Someone is collecting cash donations door-to-door claiming it's for disaster relief through our church. How do I verify this?
Confirm directly with church leadership, through a number you already have, whether an official relief collection is actually underway before giving any cash to a door-to-door or unsolicited collector claiming to represent the church.
Last reviewed: 5 July 2026
Explanation
After a natural disaster or humanitarian crisis makes the news, opportunistic scammers frequently invoke the name of a well-known local church or a general appeal to Christian, Muslim, Jewish, or other charitable duty to collect cash donations, sometimes going door-to-door, standing outside stores, or contacting people directly by phone or text. Because the underlying cause, disaster relief, is real and urgent, and because invoking a specific church's name lends borrowed credibility, people are often willing to give quickly without asking for identification or a receipt.

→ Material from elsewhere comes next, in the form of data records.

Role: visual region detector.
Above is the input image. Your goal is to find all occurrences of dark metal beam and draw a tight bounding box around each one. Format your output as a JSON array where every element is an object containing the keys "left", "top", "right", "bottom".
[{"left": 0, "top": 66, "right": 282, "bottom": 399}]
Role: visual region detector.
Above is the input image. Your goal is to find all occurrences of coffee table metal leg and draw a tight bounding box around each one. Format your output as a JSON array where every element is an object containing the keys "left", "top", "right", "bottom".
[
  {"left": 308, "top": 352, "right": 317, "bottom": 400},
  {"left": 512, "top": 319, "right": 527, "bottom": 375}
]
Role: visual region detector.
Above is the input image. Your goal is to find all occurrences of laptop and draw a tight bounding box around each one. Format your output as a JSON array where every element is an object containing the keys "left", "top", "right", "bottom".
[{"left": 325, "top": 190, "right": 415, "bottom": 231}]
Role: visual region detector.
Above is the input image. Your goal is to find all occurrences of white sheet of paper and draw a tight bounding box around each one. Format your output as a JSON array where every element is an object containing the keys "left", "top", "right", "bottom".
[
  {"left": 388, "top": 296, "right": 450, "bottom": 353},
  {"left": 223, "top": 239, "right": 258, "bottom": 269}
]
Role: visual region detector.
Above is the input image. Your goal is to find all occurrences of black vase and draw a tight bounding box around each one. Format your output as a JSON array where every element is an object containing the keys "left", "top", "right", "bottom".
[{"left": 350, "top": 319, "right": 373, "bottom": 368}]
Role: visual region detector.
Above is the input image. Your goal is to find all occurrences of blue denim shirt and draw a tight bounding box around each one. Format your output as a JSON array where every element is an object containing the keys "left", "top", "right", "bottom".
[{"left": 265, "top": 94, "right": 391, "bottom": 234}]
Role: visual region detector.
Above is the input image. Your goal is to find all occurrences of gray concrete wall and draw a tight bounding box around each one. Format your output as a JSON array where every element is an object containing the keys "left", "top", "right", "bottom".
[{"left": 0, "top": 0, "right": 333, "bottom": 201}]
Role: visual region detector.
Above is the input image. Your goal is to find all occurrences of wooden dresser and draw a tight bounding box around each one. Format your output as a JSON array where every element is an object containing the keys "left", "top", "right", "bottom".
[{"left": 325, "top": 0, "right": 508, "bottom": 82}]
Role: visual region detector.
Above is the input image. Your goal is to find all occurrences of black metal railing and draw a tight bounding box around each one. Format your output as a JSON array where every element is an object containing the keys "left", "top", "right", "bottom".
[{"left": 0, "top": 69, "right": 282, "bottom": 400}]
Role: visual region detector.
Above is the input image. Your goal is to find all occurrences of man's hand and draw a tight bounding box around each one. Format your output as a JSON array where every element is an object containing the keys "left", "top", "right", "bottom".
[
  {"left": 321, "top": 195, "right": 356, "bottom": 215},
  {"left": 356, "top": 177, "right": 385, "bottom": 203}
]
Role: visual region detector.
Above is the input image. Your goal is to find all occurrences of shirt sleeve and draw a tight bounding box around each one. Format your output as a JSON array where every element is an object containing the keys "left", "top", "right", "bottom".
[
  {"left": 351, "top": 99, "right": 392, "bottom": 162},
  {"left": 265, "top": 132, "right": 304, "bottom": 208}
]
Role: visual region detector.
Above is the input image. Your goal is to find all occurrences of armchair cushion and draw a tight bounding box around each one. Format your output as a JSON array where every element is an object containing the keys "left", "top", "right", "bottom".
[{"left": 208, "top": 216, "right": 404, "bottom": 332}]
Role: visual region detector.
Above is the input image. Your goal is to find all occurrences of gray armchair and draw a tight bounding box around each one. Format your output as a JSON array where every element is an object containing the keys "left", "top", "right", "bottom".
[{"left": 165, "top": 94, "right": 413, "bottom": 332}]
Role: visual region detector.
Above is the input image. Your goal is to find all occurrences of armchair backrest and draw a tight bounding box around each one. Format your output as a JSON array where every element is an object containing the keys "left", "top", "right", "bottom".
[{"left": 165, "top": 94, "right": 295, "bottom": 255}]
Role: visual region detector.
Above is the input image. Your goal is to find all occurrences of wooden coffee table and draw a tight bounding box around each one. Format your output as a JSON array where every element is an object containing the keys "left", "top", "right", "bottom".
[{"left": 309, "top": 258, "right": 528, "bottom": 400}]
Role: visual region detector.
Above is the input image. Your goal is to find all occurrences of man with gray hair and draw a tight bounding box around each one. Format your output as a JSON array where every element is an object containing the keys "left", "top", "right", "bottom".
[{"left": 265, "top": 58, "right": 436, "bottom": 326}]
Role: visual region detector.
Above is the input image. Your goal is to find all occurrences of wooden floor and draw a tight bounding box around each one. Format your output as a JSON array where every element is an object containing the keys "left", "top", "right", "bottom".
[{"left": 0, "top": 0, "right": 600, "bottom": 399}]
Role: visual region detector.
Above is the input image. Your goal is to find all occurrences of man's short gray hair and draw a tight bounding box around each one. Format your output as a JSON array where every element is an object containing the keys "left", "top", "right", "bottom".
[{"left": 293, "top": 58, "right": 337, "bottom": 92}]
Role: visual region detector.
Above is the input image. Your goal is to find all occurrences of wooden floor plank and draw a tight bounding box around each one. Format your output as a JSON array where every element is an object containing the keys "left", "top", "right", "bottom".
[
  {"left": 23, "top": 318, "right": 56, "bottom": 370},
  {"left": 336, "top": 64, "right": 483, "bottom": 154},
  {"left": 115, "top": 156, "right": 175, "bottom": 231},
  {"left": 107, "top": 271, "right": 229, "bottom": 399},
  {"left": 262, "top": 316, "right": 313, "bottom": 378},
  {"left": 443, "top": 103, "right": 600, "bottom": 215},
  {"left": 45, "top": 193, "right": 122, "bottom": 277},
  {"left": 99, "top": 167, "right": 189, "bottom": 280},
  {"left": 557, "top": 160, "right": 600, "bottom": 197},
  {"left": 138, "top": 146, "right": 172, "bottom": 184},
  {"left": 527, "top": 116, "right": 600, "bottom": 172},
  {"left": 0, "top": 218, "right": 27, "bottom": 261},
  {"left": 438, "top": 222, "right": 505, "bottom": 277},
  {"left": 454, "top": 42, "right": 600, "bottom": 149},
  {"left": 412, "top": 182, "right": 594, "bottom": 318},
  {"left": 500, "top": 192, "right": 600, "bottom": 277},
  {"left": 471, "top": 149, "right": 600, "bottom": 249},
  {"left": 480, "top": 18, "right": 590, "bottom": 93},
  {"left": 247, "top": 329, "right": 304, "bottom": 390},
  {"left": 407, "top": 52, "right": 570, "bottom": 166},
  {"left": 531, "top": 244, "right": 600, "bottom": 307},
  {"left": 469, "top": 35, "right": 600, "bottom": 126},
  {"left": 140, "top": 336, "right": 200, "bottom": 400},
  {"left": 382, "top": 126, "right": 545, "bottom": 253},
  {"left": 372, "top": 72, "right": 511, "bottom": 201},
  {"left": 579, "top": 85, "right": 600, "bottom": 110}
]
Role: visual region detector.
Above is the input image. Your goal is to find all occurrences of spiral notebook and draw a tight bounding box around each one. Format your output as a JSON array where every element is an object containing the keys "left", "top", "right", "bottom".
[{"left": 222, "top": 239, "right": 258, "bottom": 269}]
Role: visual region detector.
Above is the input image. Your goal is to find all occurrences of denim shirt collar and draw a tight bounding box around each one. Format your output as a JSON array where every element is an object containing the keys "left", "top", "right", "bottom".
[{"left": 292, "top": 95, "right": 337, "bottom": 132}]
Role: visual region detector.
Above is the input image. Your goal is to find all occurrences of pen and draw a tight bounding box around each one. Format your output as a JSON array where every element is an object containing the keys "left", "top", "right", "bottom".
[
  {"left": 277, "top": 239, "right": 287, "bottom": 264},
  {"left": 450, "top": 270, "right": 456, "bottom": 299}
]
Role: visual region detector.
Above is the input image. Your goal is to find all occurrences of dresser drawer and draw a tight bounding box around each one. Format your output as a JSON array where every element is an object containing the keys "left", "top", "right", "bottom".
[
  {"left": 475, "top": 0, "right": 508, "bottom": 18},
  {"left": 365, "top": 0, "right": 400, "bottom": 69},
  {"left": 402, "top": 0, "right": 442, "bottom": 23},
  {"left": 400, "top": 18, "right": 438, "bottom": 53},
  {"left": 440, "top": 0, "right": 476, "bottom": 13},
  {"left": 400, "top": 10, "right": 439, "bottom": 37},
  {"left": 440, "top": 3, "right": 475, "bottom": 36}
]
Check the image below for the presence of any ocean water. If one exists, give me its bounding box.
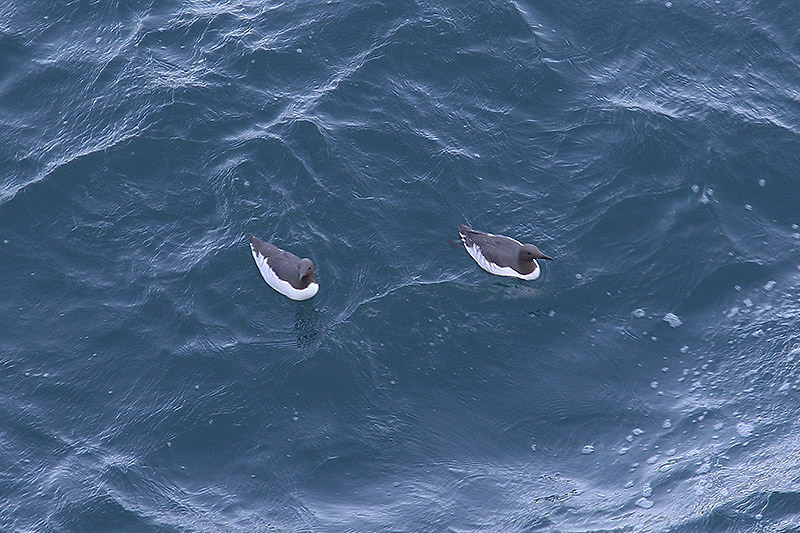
[0,0,800,532]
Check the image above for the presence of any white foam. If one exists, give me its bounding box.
[636,498,653,509]
[736,422,755,439]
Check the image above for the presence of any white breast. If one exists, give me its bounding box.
[464,244,541,281]
[251,248,319,300]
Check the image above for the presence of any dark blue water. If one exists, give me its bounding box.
[0,0,800,532]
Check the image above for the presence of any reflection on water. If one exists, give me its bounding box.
[294,301,319,348]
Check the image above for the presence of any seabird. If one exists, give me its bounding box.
[458,224,552,281]
[248,233,319,300]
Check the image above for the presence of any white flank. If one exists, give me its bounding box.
[255,246,319,300]
[464,243,541,281]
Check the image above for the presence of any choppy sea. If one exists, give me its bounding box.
[0,0,800,532]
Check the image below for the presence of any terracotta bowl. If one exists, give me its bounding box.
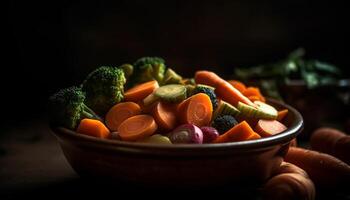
[52,100,303,185]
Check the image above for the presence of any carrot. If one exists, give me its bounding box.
[177,93,213,127]
[262,162,316,200]
[289,138,298,147]
[105,102,141,131]
[277,109,288,122]
[195,71,256,107]
[77,119,110,138]
[152,101,176,131]
[213,121,257,143]
[242,87,265,102]
[228,80,247,93]
[247,95,265,102]
[255,119,287,137]
[246,133,261,140]
[118,115,158,141]
[124,80,159,102]
[310,127,350,164]
[285,147,350,188]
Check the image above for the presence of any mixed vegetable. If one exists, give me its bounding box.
[50,57,288,144]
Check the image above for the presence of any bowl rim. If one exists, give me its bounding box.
[50,98,304,151]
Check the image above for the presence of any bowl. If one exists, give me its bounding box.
[51,100,303,186]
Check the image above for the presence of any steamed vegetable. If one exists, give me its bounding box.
[124,80,159,102]
[49,86,100,130]
[118,115,158,141]
[262,162,315,200]
[213,100,240,118]
[168,124,203,144]
[277,109,288,122]
[128,57,166,86]
[285,147,350,188]
[310,127,350,165]
[119,64,134,80]
[77,119,110,138]
[255,119,287,137]
[191,84,218,110]
[195,71,255,107]
[211,115,238,134]
[154,84,187,103]
[82,66,126,115]
[138,134,171,144]
[237,101,278,119]
[201,126,219,143]
[177,93,213,127]
[151,101,177,131]
[214,121,257,143]
[162,68,182,85]
[105,102,141,131]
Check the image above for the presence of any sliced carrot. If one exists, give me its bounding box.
[228,80,247,93]
[124,80,159,102]
[105,102,141,131]
[277,109,288,122]
[247,95,264,102]
[242,87,266,102]
[77,119,110,138]
[178,93,213,127]
[152,101,176,130]
[246,133,261,140]
[214,121,257,143]
[118,115,158,141]
[195,71,256,107]
[255,119,287,137]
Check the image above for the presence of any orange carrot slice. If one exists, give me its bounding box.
[77,119,110,138]
[214,121,257,143]
[195,71,256,107]
[152,101,176,130]
[255,119,287,137]
[105,102,141,131]
[277,109,288,122]
[178,93,213,127]
[118,115,158,141]
[228,80,247,93]
[242,87,265,102]
[124,80,159,102]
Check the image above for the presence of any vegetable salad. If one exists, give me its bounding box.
[49,57,288,144]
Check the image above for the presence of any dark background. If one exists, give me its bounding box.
[1,0,348,124]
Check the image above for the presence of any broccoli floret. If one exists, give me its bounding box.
[49,86,100,130]
[131,57,166,85]
[212,115,238,134]
[192,84,218,110]
[82,66,126,116]
[119,64,134,79]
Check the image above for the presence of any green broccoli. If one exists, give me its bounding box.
[82,66,126,116]
[192,84,218,110]
[211,115,238,134]
[118,63,134,79]
[49,86,100,130]
[131,57,166,85]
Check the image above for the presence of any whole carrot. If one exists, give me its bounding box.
[195,71,256,107]
[262,162,315,200]
[285,147,350,188]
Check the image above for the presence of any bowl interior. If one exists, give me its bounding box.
[52,99,303,155]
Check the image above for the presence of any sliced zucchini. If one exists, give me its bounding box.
[237,101,278,119]
[163,68,182,85]
[154,84,187,103]
[213,100,240,119]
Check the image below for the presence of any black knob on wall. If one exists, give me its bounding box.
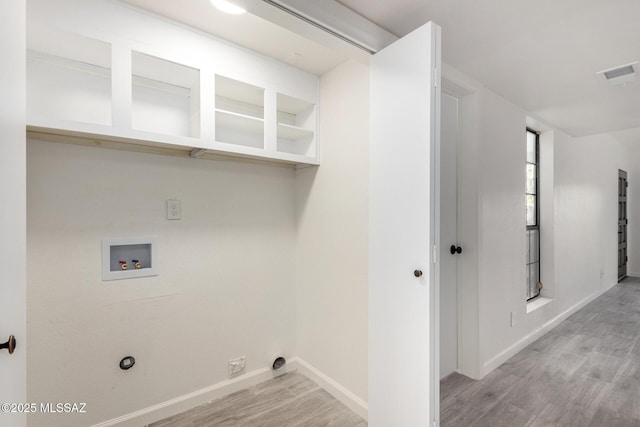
[449,245,462,255]
[0,335,16,354]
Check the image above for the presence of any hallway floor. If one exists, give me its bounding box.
[148,371,367,427]
[441,278,640,427]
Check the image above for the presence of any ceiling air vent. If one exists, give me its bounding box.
[598,61,638,84]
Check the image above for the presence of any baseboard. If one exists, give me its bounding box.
[482,283,616,377]
[291,358,369,420]
[91,357,368,427]
[92,363,295,427]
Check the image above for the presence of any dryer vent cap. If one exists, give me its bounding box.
[271,356,287,371]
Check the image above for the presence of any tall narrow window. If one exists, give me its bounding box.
[525,129,542,301]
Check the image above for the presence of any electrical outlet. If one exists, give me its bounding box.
[228,356,247,376]
[167,200,182,219]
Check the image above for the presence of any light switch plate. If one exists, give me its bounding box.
[167,200,182,219]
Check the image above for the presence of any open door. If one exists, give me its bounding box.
[369,23,440,427]
[0,0,27,427]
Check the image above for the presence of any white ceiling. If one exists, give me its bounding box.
[119,0,640,136]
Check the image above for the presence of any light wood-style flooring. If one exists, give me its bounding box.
[440,278,640,427]
[148,372,367,427]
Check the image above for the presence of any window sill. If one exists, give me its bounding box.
[527,297,553,314]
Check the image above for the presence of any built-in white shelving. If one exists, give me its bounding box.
[277,93,316,156]
[27,8,319,165]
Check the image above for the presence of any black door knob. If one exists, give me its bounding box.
[0,335,16,354]
[449,245,462,255]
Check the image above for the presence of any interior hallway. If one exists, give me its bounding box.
[441,278,640,427]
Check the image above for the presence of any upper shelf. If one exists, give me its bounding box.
[27,3,318,165]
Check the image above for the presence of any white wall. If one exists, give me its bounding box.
[0,0,27,427]
[460,72,632,377]
[623,141,640,277]
[296,61,369,408]
[27,141,296,427]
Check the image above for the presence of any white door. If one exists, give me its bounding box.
[0,0,27,427]
[440,93,463,378]
[369,23,440,427]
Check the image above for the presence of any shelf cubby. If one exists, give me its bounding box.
[215,75,264,148]
[277,93,316,157]
[26,32,112,126]
[131,51,200,138]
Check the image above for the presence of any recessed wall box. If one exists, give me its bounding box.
[102,237,158,281]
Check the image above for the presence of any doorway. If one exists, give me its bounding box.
[618,169,629,282]
[439,92,463,379]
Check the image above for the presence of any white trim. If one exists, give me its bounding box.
[92,363,288,427]
[482,283,617,377]
[527,296,553,314]
[91,357,369,427]
[290,357,369,421]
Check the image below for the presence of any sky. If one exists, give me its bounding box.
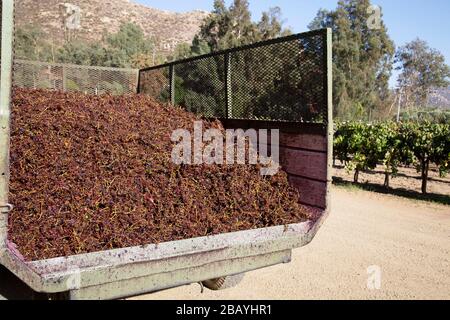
[133,0,450,86]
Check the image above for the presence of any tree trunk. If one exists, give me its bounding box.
[422,160,430,194]
[353,169,359,183]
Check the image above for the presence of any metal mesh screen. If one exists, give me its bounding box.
[174,55,226,118]
[140,30,328,123]
[13,60,138,95]
[139,67,170,102]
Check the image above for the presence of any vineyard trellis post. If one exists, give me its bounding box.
[224,52,233,119]
[0,0,14,254]
[62,66,67,92]
[169,64,175,105]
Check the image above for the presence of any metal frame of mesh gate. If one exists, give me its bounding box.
[138,29,331,125]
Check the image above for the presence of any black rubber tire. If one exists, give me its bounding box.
[202,273,245,291]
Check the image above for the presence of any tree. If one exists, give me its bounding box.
[396,39,450,109]
[192,0,290,54]
[309,0,394,120]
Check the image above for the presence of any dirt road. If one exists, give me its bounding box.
[139,188,450,299]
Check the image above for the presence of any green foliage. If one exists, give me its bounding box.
[309,0,394,120]
[334,122,450,193]
[396,39,450,109]
[15,23,162,68]
[192,0,290,54]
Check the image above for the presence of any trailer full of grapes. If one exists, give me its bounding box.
[0,0,333,299]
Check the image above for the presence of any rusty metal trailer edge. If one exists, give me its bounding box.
[0,214,326,299]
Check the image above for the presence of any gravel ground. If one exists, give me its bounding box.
[138,188,450,299]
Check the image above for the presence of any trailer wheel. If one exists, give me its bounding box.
[202,273,245,291]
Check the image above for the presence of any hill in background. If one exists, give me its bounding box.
[16,0,209,53]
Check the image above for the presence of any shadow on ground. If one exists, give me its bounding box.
[333,177,450,205]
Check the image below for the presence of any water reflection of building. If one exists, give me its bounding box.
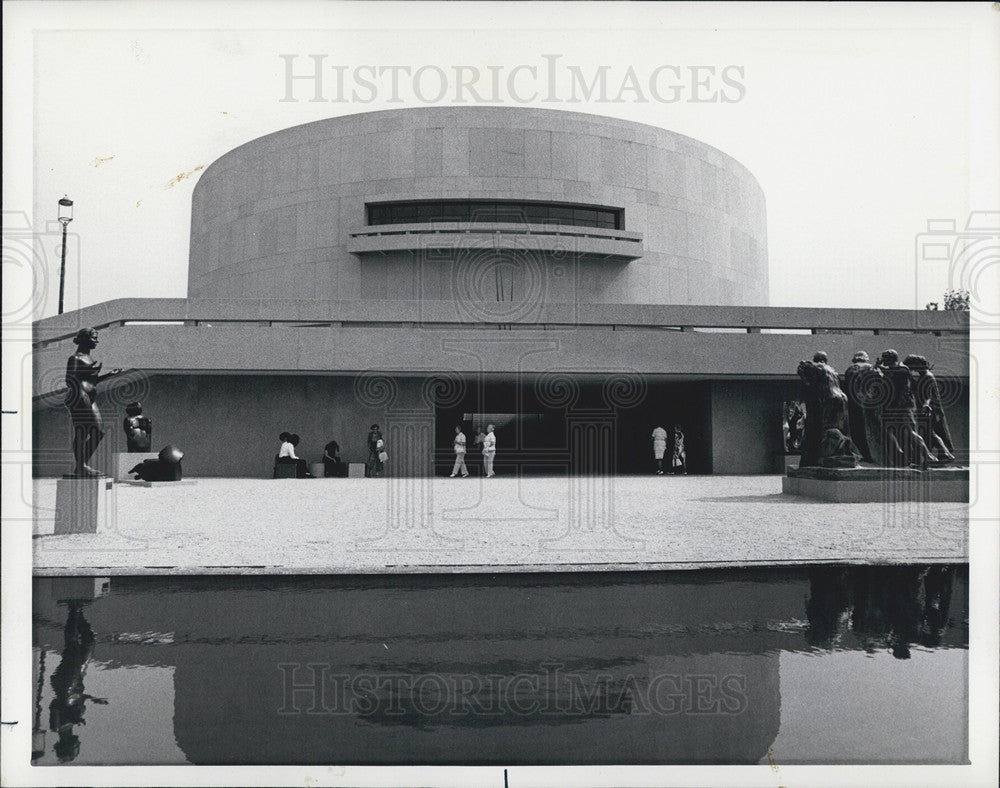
[32,577,110,763]
[31,570,965,763]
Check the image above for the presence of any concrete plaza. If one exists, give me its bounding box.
[33,476,968,575]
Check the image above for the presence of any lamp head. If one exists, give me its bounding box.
[59,197,73,224]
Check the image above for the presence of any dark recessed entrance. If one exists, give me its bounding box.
[435,373,711,475]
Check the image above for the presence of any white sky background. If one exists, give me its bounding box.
[4,2,1000,315]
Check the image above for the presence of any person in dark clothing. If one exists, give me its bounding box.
[323,441,347,478]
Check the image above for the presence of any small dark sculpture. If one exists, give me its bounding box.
[844,350,878,462]
[64,328,122,477]
[903,356,955,462]
[875,349,938,469]
[797,361,859,468]
[129,444,184,482]
[122,402,153,452]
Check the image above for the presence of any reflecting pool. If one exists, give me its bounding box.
[32,565,969,765]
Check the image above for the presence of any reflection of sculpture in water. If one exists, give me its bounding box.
[806,565,955,659]
[797,354,858,468]
[903,356,955,462]
[49,601,107,763]
[122,402,153,452]
[875,349,937,468]
[806,566,851,648]
[65,328,121,477]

Cash collections are especially vulnerable to this kind of fraud because there is no transaction record, no way to trace where the money actually went, and often no real accountability to the church whose name was invoked, whether or not the collector had any actual affiliation with it. Even when a collector does have some loose connection to the church, informal cash collections outside the church's normal financial process create a real risk of funds being misused or simply lost track of.
Churches running legitimate relief collections typically do so through their normal giving channels, with receipts issued and funds tracked through the church's financial system, and church leadership can confirm quickly whether a specific door-to-door or public collection has actually been authorized.
Common red flags
- The collector asks specifically for cash rather than a traceable donation through the church's normal giving system
- No identification, receipt, or documentation is offered for the donation
- Church leadership has no record of authorizing this specific collection when asked directly
- The appeal uses generic disaster relief language without specifics about which organization will receive the funds
- The collection appeared very quickly after a disaster was in the news, before any formal church response was organized
What to do now
- Call your church office directly, using a number you already have, to confirm whether the collection is authorized
- Give through the church's normal, traceable giving channel rather than to a cash collector
- Ask any collector for identification and documentation, and decline to give if they cannot provide it
- Report unauthorized collections using the church's name to church leadership so they can warn the congregation
- Consider giving directly to an established, verified disaster relief organization instead
Frequently asked questions
Is it ever safe to give cash to a door-to-door collector for disaster relief?
It is safer to give through a verified, traceable channel, such as the church's own donation system or a directly verified established relief organization, since cash given to an unverified collector cannot be tracked or refunded if the collection turns out to be fraudulent.